For landlords, this underlines the opportunities outside core city markets — but also the risks. One landlord in Salford told us: “Yields look better in towns compared to Manchester city centre, but you can’t ignore how quickly rents have jumped. It’s not sustainable for tenants, and if government clamps down further, landlords will face even more pressure to absorb costs.”

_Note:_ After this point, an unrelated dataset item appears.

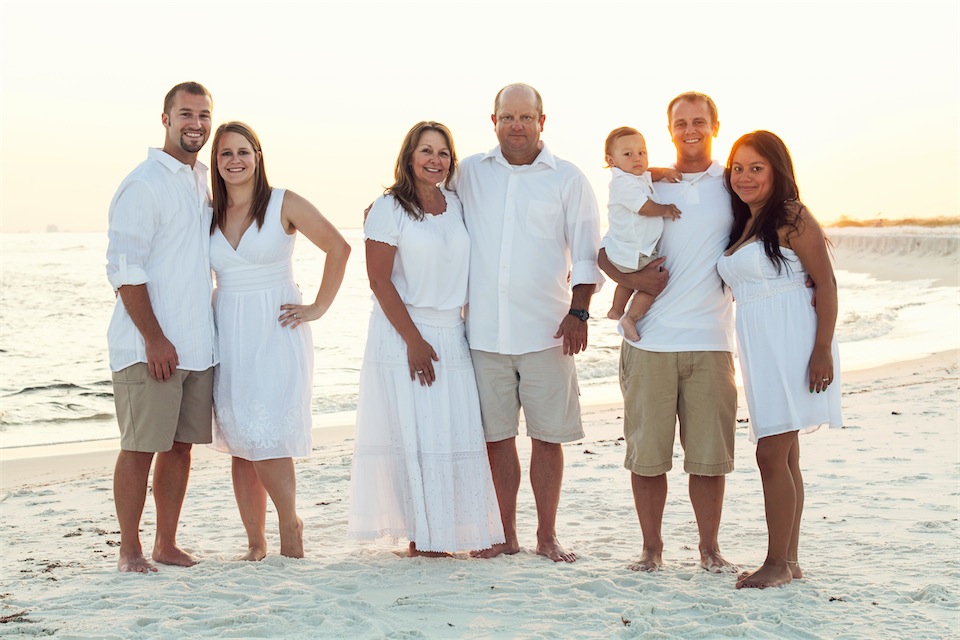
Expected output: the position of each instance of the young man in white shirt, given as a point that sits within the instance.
(161, 335)
(682, 366)
(534, 235)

While only Salford and Inverness make the top 40 list of high-demand cities, almost every town in the ranking has seen demand rise sharply in the past five years. This signals a structural shift where suburban markets, once considered secondary, are now at the front line of rental supply pressures.

Landlords face uncertainty
Although SpareRoom notes that overall supply is up, much of this is coming from individual lodger landlords and smaller landlords placing ads outside London. Yet this fragile improvement could reverse quickly if policy reforms drive more landlords to exit the market.

The Renters’ Rights Bill enters its final stage in the House of Lords on 8 September, adding fresh uncertainty.

Editor’s view
The SpareRoom data confirms what many landlords already know: affordability ceilings in cities are pushing tenants into towns, fuelling unprecedented competition for limited stock. While this brings higher rents and strong yields in certain areas, it also raises questions about sustainability. If government presses ahead with reforms while costs remain high, landlords could be left carrying the can. Will ministers finally confront the supply issue — or keep playing politics while the towns bear the strain?